Mr Cohen told BusinessCann: “When our product was launched in 2014, CBD was almost unknown. Our goal has always been to market a useful and legal product, and we had carried out a legal analysis to validate the conformity of CBD in our product.
“While it was very difficult to fight these legal challenges for so long we felt compelled to continue, as it is vital to create clear regulations to protect the health of consumers, and to support the competitiveness of French and European companies in a rapidly growing global CBD industry.”
‘Relief’ As Six-Year Battle Nears End
The French legal process resulted in Mr Cohen and Mr Béguerie receiving a 16-month suspended prison sentence, and a Euro 10,000 fine. Later a French appeal court asked for clarity from the Court of Justice of the European Union (ECJ).
As reported earlier in BusinessCann, in a non-binding opinion for the ECJ, Advocate General Evgeni Tanchev said cannabidiol, or CBD, isn’t a ‘narcotic’ drug.
As such, CBD oil products made from the whole hemp plant can be traded freely across the member states of the European Union under the existing Freedom of Movement of Goods rules.
Advisory opinions are not binding on the ECJ, but their legal reasoning is followed in about 80% of cases.
And, if ratified, this would be be a massive boost for European hemp farmers and CBD companies, as most cannabidiol (CBD) is found in the leaves and flowers of the hemp plant.
“From a personal point of view, this opinion is a real relief. It’s been a long journey, and I think a good step in the right direction. A lot of hard work is starting to pay off,” said Mr Cohen.
Will This Open Up Europe To Hemp Flowers?
Mr Cohen continued: “Now we are going to wait for the verdict of the ECJ It’s a very positive signal, creating very exciting possibilities for CBD in Europe.
“At the moment, in France, it is very difficult to use natural CBD because we are only allowed to use CBD from fibre and seeds but this ruling states that CBD from the whole plant can be traded across the whole of the EU, based on Freedom of Movement.
“That is very good news for France and the other European countries that have the same interpretation as France on this topic of the origins of CBD and the parts of the plant that are used.
“I think it could eventually have an impact on the market for hemp flowers, too.
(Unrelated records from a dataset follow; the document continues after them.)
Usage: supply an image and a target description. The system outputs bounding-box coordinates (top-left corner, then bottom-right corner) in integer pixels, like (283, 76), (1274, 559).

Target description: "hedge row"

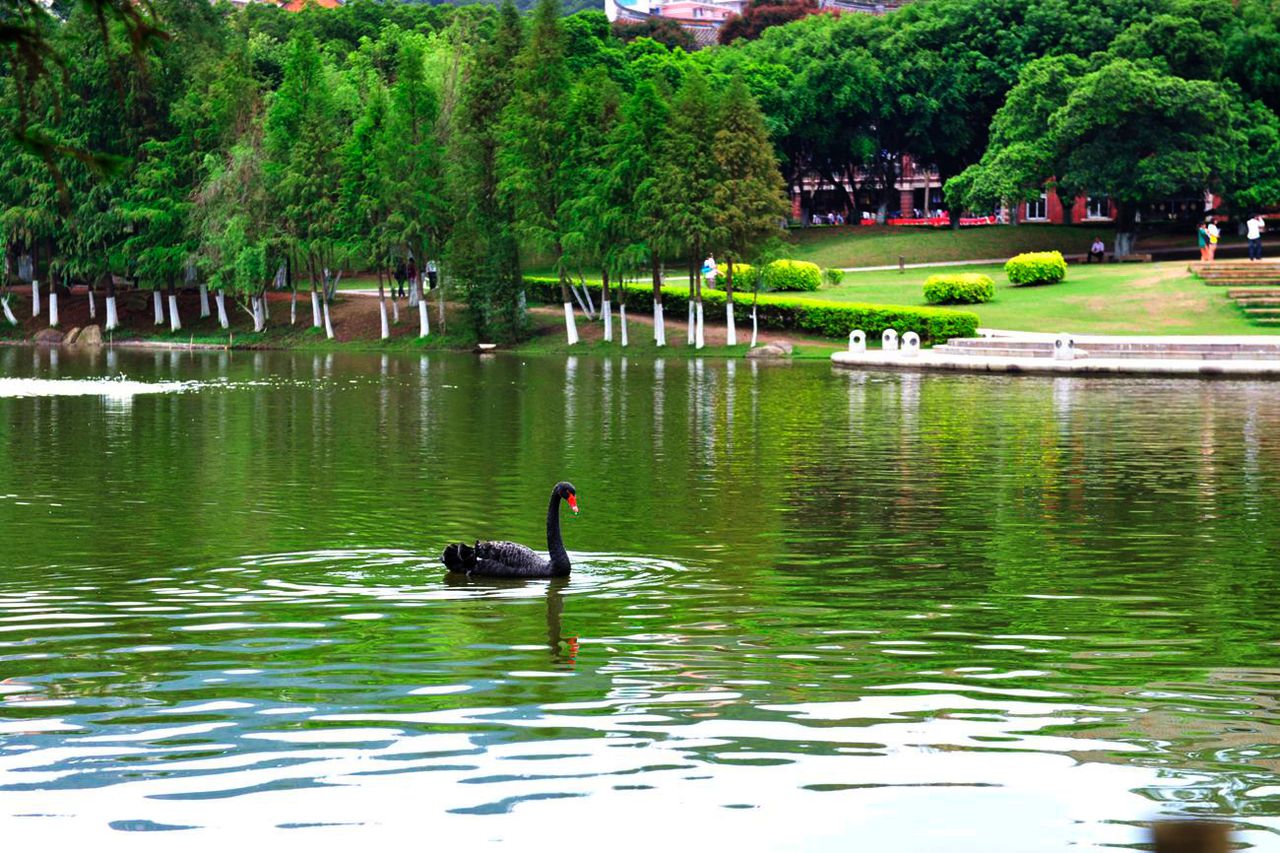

(1005, 252), (1066, 286)
(525, 277), (978, 342)
(924, 273), (996, 305)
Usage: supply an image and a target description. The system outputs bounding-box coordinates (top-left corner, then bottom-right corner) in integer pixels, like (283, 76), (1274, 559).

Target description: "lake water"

(0, 348), (1280, 853)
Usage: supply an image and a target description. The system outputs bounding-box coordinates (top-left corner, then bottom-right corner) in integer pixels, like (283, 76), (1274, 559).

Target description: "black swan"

(442, 483), (577, 578)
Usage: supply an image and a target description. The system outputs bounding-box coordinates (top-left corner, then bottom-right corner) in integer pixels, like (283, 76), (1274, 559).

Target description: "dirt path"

(0, 287), (832, 347)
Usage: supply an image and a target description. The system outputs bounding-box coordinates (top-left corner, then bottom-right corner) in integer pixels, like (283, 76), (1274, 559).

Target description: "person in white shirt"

(1244, 214), (1267, 260)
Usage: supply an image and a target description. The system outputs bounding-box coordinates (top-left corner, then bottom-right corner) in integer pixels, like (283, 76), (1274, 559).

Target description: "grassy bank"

(791, 223), (1240, 268)
(803, 261), (1275, 334)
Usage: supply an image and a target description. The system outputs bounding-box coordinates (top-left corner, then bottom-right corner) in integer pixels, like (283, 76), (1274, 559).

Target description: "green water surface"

(0, 347), (1280, 853)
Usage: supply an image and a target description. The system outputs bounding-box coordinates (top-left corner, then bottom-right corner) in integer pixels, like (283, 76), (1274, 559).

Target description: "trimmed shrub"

(525, 275), (978, 343)
(924, 273), (996, 305)
(1005, 252), (1066, 284)
(716, 261), (755, 285)
(760, 260), (822, 291)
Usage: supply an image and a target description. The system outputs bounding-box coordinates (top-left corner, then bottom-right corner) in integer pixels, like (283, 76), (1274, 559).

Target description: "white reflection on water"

(0, 377), (201, 398)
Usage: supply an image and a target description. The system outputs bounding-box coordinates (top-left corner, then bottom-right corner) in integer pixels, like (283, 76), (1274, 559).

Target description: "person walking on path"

(1084, 237), (1107, 264)
(1244, 214), (1267, 260)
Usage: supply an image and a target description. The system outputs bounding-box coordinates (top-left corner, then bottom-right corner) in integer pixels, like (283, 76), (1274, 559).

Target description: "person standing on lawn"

(1244, 213), (1267, 260)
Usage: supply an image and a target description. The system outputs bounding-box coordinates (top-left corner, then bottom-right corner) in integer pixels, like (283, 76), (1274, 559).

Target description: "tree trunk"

(307, 255), (321, 329)
(724, 259), (737, 347)
(600, 269), (613, 343)
(649, 252), (667, 347)
(694, 246), (707, 350)
(751, 274), (760, 347)
(106, 273), (120, 332)
(49, 270), (58, 328)
(378, 264), (392, 341)
(169, 275), (182, 332)
(561, 269), (577, 346)
(686, 253), (698, 346)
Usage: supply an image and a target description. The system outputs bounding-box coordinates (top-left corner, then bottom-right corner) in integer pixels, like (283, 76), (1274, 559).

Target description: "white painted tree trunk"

(564, 302), (577, 346)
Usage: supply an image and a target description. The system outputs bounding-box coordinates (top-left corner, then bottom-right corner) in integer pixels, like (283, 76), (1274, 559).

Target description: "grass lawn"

(791, 223), (1239, 268)
(813, 261), (1277, 334)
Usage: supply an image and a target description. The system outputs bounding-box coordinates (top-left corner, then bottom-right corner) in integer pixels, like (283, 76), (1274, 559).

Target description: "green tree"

(646, 64), (721, 348)
(498, 0), (577, 345)
(712, 76), (790, 346)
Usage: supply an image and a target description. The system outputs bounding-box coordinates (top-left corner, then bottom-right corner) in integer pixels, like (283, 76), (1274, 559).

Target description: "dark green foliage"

(924, 273), (996, 305)
(1003, 252), (1066, 285)
(760, 260), (822, 291)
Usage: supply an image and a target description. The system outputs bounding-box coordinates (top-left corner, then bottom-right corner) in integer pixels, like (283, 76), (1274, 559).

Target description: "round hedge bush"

(924, 273), (996, 305)
(716, 261), (755, 285)
(1005, 252), (1066, 284)
(760, 260), (822, 291)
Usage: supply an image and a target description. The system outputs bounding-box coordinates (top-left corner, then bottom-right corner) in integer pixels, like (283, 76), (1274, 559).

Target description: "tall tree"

(652, 69), (721, 348)
(264, 29), (339, 338)
(447, 0), (527, 342)
(498, 0), (577, 345)
(595, 79), (669, 347)
(712, 76), (788, 346)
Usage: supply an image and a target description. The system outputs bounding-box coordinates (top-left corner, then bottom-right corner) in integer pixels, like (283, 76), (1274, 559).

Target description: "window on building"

(1027, 192), (1048, 222)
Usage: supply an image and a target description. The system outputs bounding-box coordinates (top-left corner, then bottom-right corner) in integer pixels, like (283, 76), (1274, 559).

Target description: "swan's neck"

(547, 492), (570, 575)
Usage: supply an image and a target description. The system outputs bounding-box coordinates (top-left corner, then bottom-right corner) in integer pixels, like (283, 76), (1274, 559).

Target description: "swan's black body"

(442, 483), (577, 578)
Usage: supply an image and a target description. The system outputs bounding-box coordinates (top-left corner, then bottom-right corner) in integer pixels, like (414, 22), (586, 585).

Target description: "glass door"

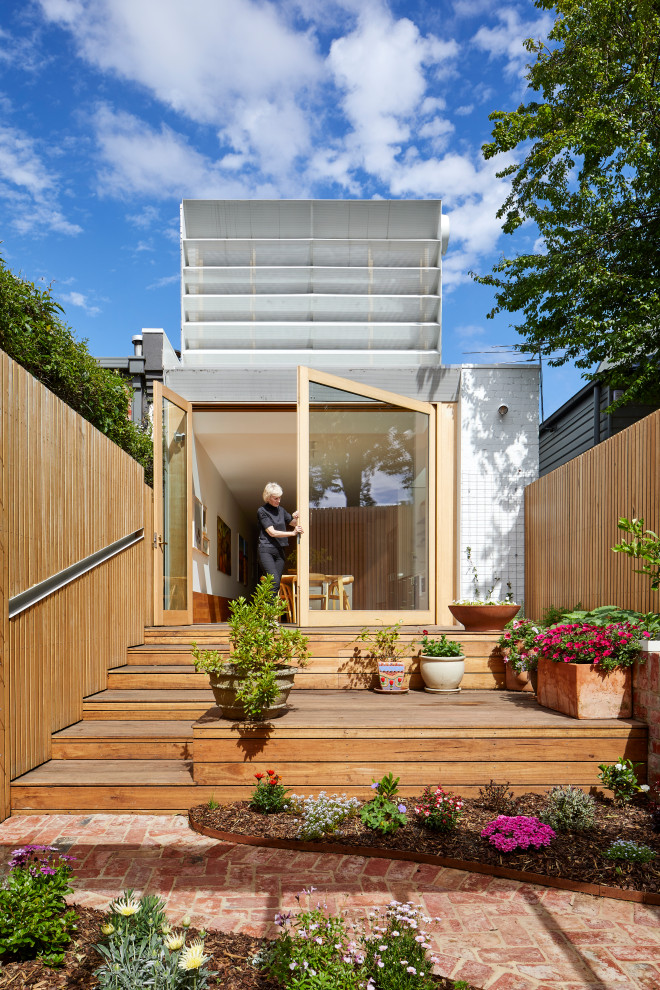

There is no reason why this ruling and the rules on Freedom of Movement should not also apply to them.”
Clarity Needed On Euro CBD Content
Advocate General Tanchev went on to say that if a national court found there were ‘risks’ associated with CBD they should look to impose less restrictive measures than blocking the free movement of goods, ‘such as the establishment of a maximum CBD content’.
Mr Cohen continued: “This guidance on CBD content is what we need in the CBD industry. Because of the lack of standards, the market is full of products that display CBD content in many different ways – or that don’t apply basic quality control. It’s very confusing for the consumers.
“We need better guidelines for the commercialization of CBD products in Europe, for example; packaging, advertisement, licensing.
“The CBD industry is booming in the US, but its development is limited in Europe because it is very difficult to navigate in such a fragmented market, with many different interpretations of international laws applied on national level.
“We need a harmonization of the regulations by the European Union. We need quality standards and large accessibility of CBD products to protect the health of European users, and the competitiveness of European companies.
“It’s so important to create specific regulations across the CBD industry to ensure safety and quality for all users.”
Implications For Novel Food Applications
Mr Cohen also believes the ruling may help companies looking to submit Novel Food applications placate reluctant national regulators.
He continued: “There are many challenges in the European CBD market and the origins of CBD is just one of them.
“If it was a block to some Novel Food applications, this ruling clarifies this point and might allow some applications currently on hold to proceed.”
Mr Cohen now runs Harmony, one of Europe’s leading CBD brands, and it is moving ahead with its Novel Food applications. For access to the UK market it needs to be submitted by March 31, 2021.
He said: “We are working with laboratory to submit the necessary safety data, most of studies have been done and we will be ready in time.”